Los hechos sucedieron el pasado año, entre Castellón y Vila-real. Según declara probado la sentencia del Juzgado de lo Penal número 4 de Castelló -ahora confirmada por la Audiencia Provincial-, el condenado, que había entrado de manera irregular en España y llevaba cinco años trabajando en Cataluña, inició una relación con la víctima. La pareja tenía planes de futuro, como vivir juntos y comprar una casa en Senegal, llegando ella a costearle al joven los viajes de Lleida a Castellón para pasar juntos algún fin de semana.
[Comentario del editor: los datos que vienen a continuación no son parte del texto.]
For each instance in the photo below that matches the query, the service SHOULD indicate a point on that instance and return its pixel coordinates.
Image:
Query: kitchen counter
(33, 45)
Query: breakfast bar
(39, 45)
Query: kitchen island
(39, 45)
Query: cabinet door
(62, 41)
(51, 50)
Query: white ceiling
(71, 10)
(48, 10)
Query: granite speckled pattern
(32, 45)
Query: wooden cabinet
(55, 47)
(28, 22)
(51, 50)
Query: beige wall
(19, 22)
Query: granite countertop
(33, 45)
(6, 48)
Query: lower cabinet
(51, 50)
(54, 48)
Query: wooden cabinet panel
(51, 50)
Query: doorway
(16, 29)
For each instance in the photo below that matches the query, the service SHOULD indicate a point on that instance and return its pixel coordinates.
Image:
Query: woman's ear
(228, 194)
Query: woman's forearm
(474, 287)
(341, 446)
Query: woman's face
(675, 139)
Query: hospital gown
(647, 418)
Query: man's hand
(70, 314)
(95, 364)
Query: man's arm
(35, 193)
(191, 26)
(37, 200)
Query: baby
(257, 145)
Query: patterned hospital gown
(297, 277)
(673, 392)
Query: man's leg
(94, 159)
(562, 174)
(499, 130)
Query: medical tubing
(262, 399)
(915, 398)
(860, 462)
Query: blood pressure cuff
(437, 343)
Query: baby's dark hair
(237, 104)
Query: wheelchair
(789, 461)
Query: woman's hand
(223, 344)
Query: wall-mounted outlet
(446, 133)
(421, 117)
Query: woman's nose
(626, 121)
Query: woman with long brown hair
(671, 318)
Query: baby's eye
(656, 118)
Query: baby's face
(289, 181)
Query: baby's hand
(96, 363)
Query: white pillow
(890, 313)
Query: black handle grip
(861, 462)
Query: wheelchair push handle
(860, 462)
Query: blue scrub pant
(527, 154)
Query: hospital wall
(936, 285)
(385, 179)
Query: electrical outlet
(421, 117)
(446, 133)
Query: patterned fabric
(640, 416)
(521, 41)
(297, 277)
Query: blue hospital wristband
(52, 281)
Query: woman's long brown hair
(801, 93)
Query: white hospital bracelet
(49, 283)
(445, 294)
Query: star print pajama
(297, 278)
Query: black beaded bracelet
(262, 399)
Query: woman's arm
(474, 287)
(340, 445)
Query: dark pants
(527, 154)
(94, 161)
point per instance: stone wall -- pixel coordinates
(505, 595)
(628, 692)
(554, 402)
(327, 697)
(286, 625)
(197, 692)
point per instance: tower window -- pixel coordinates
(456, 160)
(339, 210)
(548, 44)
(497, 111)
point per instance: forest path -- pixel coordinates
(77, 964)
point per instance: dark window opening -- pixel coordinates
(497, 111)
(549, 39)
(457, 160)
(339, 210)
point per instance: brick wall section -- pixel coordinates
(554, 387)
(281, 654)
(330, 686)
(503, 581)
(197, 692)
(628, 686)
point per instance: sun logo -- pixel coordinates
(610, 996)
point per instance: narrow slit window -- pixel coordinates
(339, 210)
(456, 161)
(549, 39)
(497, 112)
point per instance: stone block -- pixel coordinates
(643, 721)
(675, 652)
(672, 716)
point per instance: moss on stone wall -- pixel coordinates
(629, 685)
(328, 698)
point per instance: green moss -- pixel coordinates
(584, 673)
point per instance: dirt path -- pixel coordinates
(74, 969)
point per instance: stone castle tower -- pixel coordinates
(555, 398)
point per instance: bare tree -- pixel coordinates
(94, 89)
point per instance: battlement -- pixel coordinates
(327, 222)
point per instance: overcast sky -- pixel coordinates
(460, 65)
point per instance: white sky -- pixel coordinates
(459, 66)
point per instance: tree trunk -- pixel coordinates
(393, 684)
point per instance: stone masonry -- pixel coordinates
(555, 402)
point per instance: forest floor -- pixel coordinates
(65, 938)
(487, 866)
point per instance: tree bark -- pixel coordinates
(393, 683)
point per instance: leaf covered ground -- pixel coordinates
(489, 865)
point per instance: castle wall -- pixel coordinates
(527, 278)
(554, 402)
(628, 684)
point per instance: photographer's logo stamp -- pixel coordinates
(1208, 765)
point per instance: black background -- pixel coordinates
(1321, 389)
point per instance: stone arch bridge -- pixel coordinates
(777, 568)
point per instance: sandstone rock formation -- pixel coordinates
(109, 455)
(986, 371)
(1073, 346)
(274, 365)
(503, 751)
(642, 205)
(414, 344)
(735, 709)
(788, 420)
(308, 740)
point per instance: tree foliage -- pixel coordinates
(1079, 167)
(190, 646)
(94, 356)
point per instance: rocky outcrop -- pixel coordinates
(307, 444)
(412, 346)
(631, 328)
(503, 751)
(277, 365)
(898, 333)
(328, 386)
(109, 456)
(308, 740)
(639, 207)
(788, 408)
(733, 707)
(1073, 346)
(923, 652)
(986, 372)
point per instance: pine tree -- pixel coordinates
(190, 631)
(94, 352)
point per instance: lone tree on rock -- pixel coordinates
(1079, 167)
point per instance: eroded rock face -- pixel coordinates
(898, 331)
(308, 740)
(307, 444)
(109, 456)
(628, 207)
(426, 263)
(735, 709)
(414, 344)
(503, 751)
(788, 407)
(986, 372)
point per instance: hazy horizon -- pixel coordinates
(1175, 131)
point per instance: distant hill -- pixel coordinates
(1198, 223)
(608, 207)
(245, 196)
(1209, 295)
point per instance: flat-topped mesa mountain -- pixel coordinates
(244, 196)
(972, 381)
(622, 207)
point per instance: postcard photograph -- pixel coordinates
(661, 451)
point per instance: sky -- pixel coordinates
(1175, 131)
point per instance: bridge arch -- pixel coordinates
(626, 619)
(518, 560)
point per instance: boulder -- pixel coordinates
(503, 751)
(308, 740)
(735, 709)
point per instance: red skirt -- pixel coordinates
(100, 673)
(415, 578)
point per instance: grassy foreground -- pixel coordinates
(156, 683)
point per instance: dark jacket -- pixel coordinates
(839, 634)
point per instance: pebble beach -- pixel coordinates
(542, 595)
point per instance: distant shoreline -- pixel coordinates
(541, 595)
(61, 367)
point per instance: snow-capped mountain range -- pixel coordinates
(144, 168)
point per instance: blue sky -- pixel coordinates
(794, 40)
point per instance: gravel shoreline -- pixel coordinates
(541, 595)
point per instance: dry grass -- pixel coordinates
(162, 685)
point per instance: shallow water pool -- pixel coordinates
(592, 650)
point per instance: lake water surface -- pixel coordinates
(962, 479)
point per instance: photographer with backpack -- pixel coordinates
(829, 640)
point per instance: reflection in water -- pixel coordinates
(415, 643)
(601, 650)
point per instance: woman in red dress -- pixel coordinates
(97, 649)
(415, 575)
Le exigía préstamos bancarios

Al inicio, la convivencia era buena, según la sentencia. Sin embargo, el hombre se mostró cada vez más controlador, exigiéndole que consiguiera un préstamo bancario para comprar un inmueble, discutiendo por este motivo cuando ella se negaba. En varias ocasiones, a la salida de una entidad y tras no conseguir ella el dinero, él le propinó bofetadas. Esta situación creó en ella baja autoestima, vulnerabilidad, rumiaciones y falta de confianza en sí misma.

En otro episodio de violencia, cogió a la mujer, la tiró sobre la cama y le puso las rodillas en la espalda para que no se moviera, se quitó el cinturón y la golpeó por todo el cuerpo, dejándole marcas.

Otro día, cuando ambos se desplazaban en coche, discutieron y el condenado le propinó un golpe en la cara a la mujer que le hizo tener un accidente de tráfico, golpeando la mujer a otro turismo en circulación y uno, estacionado.

El punto de inflexión

Finalmente, estando la pareja en casa, con la hija de la víctima también presente, hubo otra discusión. El varón golpeó a la mujer con los nudillos en la cara, siendo vista esta agresión por la hija, quien se interpuso, recibiendo también del sentenciado una patada y un golpe en la cara. Ante esta situación, la hija de la maltratada salió del domicilio y avisó a la Guardia Civil, que se presentó en el inmueble y detuvo al joven.

Además de las penas privativas de libertad, el tribunal le impone una indemnización de 2.000 euros para su expareja y otros 350 para la hija de esta. Como también recoge la sentencia, el beneficio de la suspensión ha sido rechazado al exceder la pena los dos años de cárcel y no haber abonado el hombre la indemnización.

Aunque el acusado lo negó todo en el juicio, el tribunal concluye que esa manifestación no se ajusta a la realidad por las declaraciones de madre e hija, así como de los agentes que intervinieron en el último episodio.